Scleroderma (systemic sclerosis) renal crisis
The beginnings of a crisis may be noticed when blood pressure is checked at the patientís GP surgery or at a hospital clinic. If the doctor finds protein leaking in the urine, which was not present before, he/she may also become suspicious that all is not well with the kidneys.The high blood pressure often causes the person to have a severe headache or blurred vision. Breathlessness, nausea and vomiting may also ensue. Often urine output remains much the same until the problem is quite advanced. A feeling of palpitations or fast beating heart may also occur. Some people have seizures caused by the very high blood pressure.
A patient undergoing a scleroderma (systemic sclerosis) renal crisis needs urgent admission to hospital. First the diagnosis needs to be confirmed and the severity assessed. This involves blood tests to measure the level of wastes in the bloodstream and to see how badly the kidneys have been damaged. Chest X-rays, cardiographs and urine tests need to be done. The back of the patientís eyes need to be examined with a special instrument (an ophthalmoscope: similar to that used for looking into people's ears) to see if there are signs of very high blood pressure.

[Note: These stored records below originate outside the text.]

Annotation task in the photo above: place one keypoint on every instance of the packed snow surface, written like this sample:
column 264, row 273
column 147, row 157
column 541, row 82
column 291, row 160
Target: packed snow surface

Later, when blood pressure has been brought under control, a kidney biopsy (taking a tiny piece of kidney with a needle through the back) may need to be done to see how much, if any, recovery of kidney function can be expected.
The mainstay of treatment is to lower the patient's blood pressure. This is achieved by using a combination of drugs by mouth and into the vein. Patients will need to take the blood pressure tablets for many years.Sometimes, in special circumstances, blood pressure needs to be lowered quickly but, generally, slower reductions in blood pressure over 10-14 days are aimed for. Some of the newer medicines used are very effective at lowering blood pressure but they may make the patient feel flushed. Some painkilling drugs are harmful to the kidneys and need to be stopped if the patient is taking them. The patient's kidney function and blood pressure needs to be checked daily and dialysis (artificial removal of wastes and water from the body) can be started if the kidneys fail completely.
The best treatment can be administered if the patient comes to hospital as soon as possible after the crisis begins. If the kidneys are only slightly damaged by the time the patient is referred, dialysis can be avoided and the kidneys can recover back towards normal. If the kidneys fail (in the case of around 50% of those who develop a crisis) then dialysis can be done. However dialysis is often technically difficult because of the other problems the patients have.
Happily, some peoplesí kidneys (about 50% of those who need dialysis) recover even after needing dialysis. This recovery occurs up to two years after the crisis. Hence in this period it is not recommended to have a kidney transplant, as there is a possibility it might not be needed.
For those who do not recover, kidney transplantation is possible as long as the systemic sclerosis has not affected other organs badly enough to make the operation and anaesthetic unsafe. It is unusual for the scleroderma (systemic sclerosis) renal crisis to come back in the transplanted kidney.
Unfortunately, about 10% of people who develop a kidney crisis are so ill by the time they get to hospital or their other organs tolerate high blood pressure so poorly that they do not survive the kidney crisis. Those who do get over the renal crisis however are very unlikely to have it happen again. However, these figures are improving all the time with the development of new drugs and better monitoring methods.